Alfred Lionel Leach, C.J.
1. The question which the Court is called upon to decide in this case is whether the expenses of a second marriage of a member of a joint family are binding on the family estate.
2. The first defendant was married in 1924 and by this wife he had a son. She died and he married again when the son by his first wife was about 7 years of age. For the expenses of the second marriage, he borrowed money and in order to repay the debt he alienated property belonging to himself and his two younger brothers, with whom he was joint. The youngest brother challenged the validity of the alienation. The trial Court (the Court of the District Munsiff of Gooty) and the first appellate Court (the Court of the Subordinate Judge of Anantapur) held that the alienation was not binding on the shares of the younger brothers. The alienee now asks for the decision of this Court.
3. In Kameswara Sastriv. Veeracharlu : (1910)20MLJ855 , a Bench of this Court held that marriage was one of the necessary samskaras or religious rites and that the expenses of the marriage of a coparcener constituted a legal necessity. It mattered not whether the family were Sudras or of one of the twice-born classes. The necessity was justified as an alienation by the manager, not in the sense that it was absolutely indispensable, but according to Hindu ideas it would be regarded as reasonableand proper. This decision related to a first marriage.
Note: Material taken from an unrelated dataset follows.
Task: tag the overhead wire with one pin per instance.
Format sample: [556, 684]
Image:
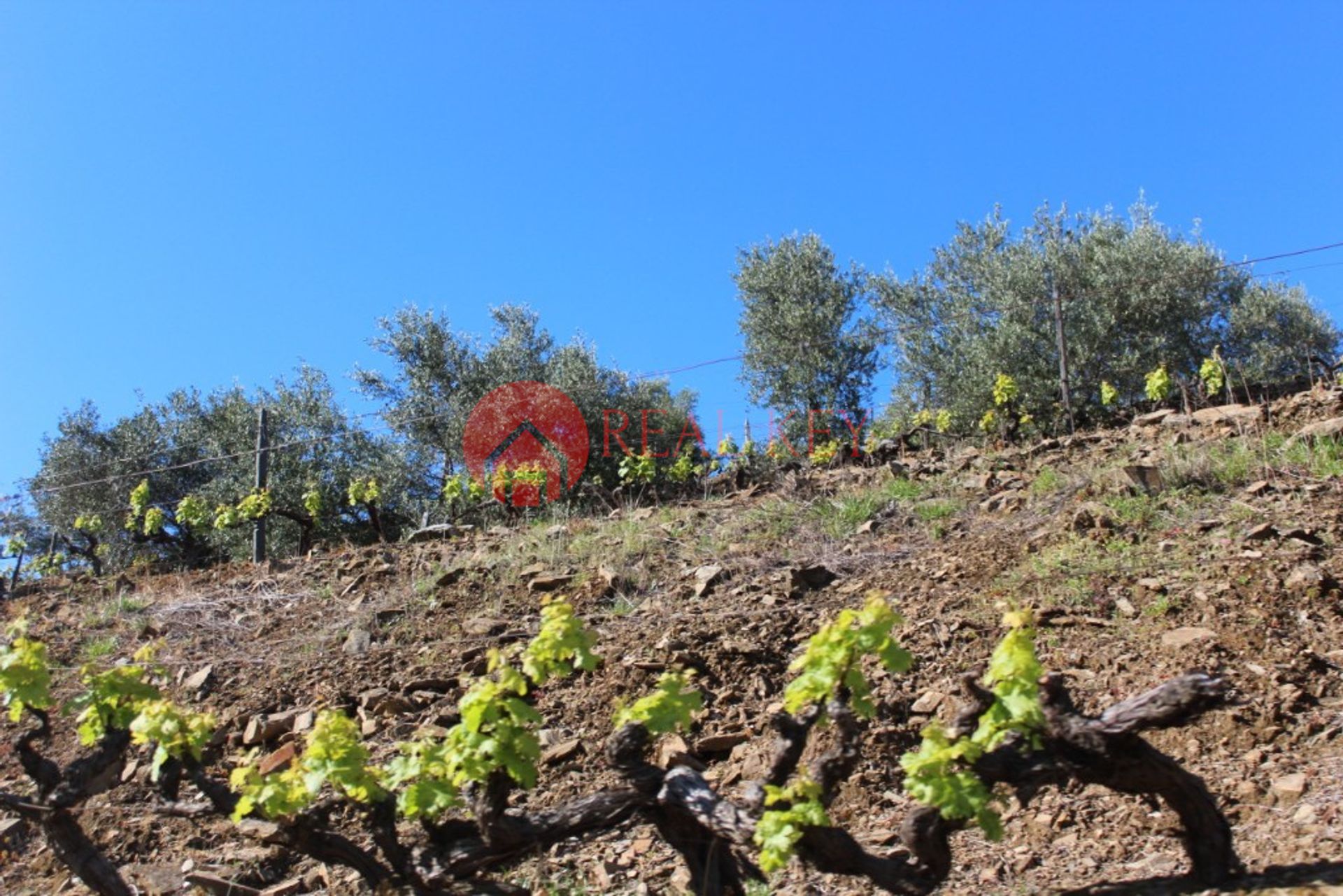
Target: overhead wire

4. The question whether the expenses of the second marriage can be regarded as a family necessity was considered by Venkataramana Rao, J., in Nataraja Dikshitar v. Mahaganapathi Dikshitar : AIR1942Mad517 . In that case the joint family consisted of two brothers aged 13 and 9 years respectively. The elder brother married, but his wife died soon afterwards. While he was still a minor his mother arranged a second marriage for him and to meet the expenses, she executed a usufructuary mortgage. The mortgagee leased the property back to the family, but as the rent agreed upon was not paid, he sued to eject the brothers who contended that as the mortgage was created for the expenses of the second marriage, it was not binding on the family. The learned Judge accepted this contention. He said that there could be no justification for the second marriage of a minor. Even in the case of an adult it could not be regarded as an obligation.
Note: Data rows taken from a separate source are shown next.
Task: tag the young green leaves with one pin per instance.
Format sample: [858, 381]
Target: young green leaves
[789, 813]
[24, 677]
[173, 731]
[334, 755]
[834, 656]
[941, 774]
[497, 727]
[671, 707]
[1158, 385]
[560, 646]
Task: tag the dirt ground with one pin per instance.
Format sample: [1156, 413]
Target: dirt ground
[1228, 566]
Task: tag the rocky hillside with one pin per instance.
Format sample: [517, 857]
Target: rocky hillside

5. A similar view was taken in Onkar v. Kisan Singh . The appellant contends that regard should not be had to this case because the coparcener who married-was then between 40 and 45 years of age and it was his fourth marriage. The learned Judge who heard the appeal did not base his decision merely on these facts. He examined the texts and found that they did not regard re-marriage as essential.
6. For the appellant great reliance has been placed on the judgment of the Allahabad High Court in Bhagirathi v. Jokhuram Upadhia I.L.R. (1910) All. 575, where an alienation to meet the expenses of the second marriage of a Hindu widower was regarded as an alienation for a lawful necessity binding on the widower's son by his first wife. The widower was 28 years of age and the son was nine years of age. The decision was based largely on the age of the widower and the fact that he had a young son. It was, however, accepted that every second marriage could not be regarded as a legal necessity. We are not prepared to follow this case. We consider that the correct principle was applied in Nataraja Dikshitar v. Mahaganapathi Dikshitar : AIR1942Mad517 and Onkar v. Kisan Singh .
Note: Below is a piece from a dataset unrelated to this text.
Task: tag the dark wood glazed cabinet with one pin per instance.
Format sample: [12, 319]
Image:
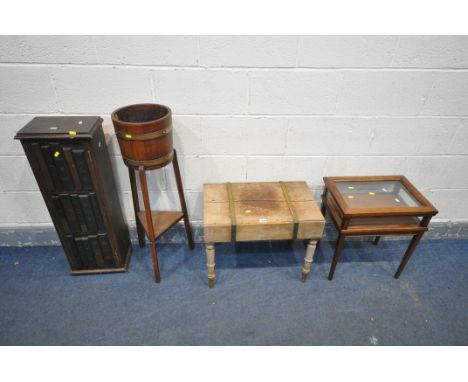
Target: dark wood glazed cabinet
[71, 164]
7. The first marriage of a Hindu is a sacrament and an initiatory ceremony. The second marriage is not. Religious rites which are required to be performed in the married state can be performed by a widower by virtue of his first marriage. It may be very desirable in the circumstances in which he finds himself for a widower to marry again, but as neither his personal law nor his religion require him to contract a second marriage, it is difficult to see what justification there can be for saddling the expenses of the second marriage on the family estate. If he wishes to re-marry, the expenses incurred should in fairness come out of his own assets and if he has no separate property, out of his share in the family estate.
8. We dismiss the appeal with costs.